Design for genomics experimentation

Genomics experiments are expensive in consumables and data analysis. Therefore, most genomics experiments use experimental designs with few measuring points and limited biological replicates. At the same time, due to the expectations running high, life scientists seek to answer many "big" biological questions in every genomics experiment. This approach severely reduces the success of any genomics experiment. Especially in genomics experiments that aim to unravel cellular mechanisms, a radical adjustment of genomics experimentation seems imperative. We will study the effect on the outcome of genomics experiments, if we apply new experiment designs. Key elements are: i) increase resolution by adding more measuring points; ii) truly integrate the axes; time, space, and molecule. Although our aim is to establish proof-of-principle, we will combine this research with new high-throughput genomics experimentation developments to make this approach scalable to "real-life" applications.

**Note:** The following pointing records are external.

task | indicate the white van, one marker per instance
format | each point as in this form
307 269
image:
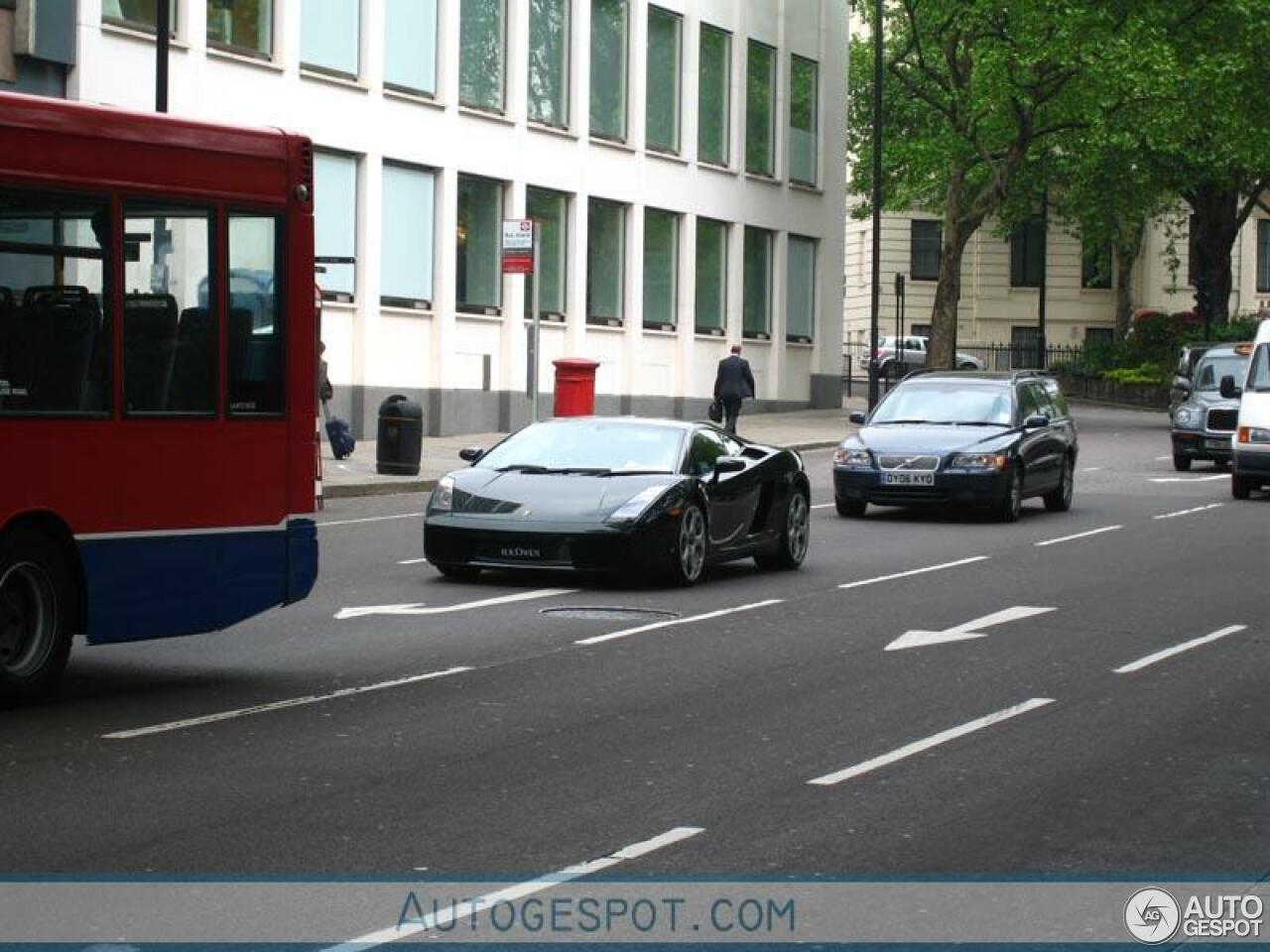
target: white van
1251 462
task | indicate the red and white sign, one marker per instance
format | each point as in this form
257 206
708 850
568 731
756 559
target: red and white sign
518 246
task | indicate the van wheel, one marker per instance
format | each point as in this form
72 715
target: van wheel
36 597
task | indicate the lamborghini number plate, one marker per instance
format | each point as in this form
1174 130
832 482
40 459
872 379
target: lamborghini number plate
908 479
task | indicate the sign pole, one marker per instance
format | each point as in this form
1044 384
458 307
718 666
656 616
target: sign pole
534 331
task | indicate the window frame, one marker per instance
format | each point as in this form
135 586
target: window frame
725 111
267 56
677 19
769 172
816 122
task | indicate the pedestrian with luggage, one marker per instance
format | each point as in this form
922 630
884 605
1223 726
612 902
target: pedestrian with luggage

Integration of heterogeneous genomics data

Biological networks are often approached on a single molecular level, e.g. protein networks. However, cells are organized as networks including many if not all molecular levels. It seems impossible to unravel any cellular network without including many molecular levels. In connection with our aim to renew the design for genomics experimentation, comes the need to interpret these multilevel results. For this, we are setting-up a key experiment, in which we will analyze as many molecular levels as we are able to, still being true to our philosophy of ample time & space measuring points. The applicable molecular levels are: DNA sequence, DNA methylation, Histon modification, mRNA presence, mRNA degradation, microRNA presence, protein presence, and protein complex formation. For a small biological event we will try to determine the involved molecular components and their interaction. As such, we will unravel a small but clear set of related cellular mechanisms.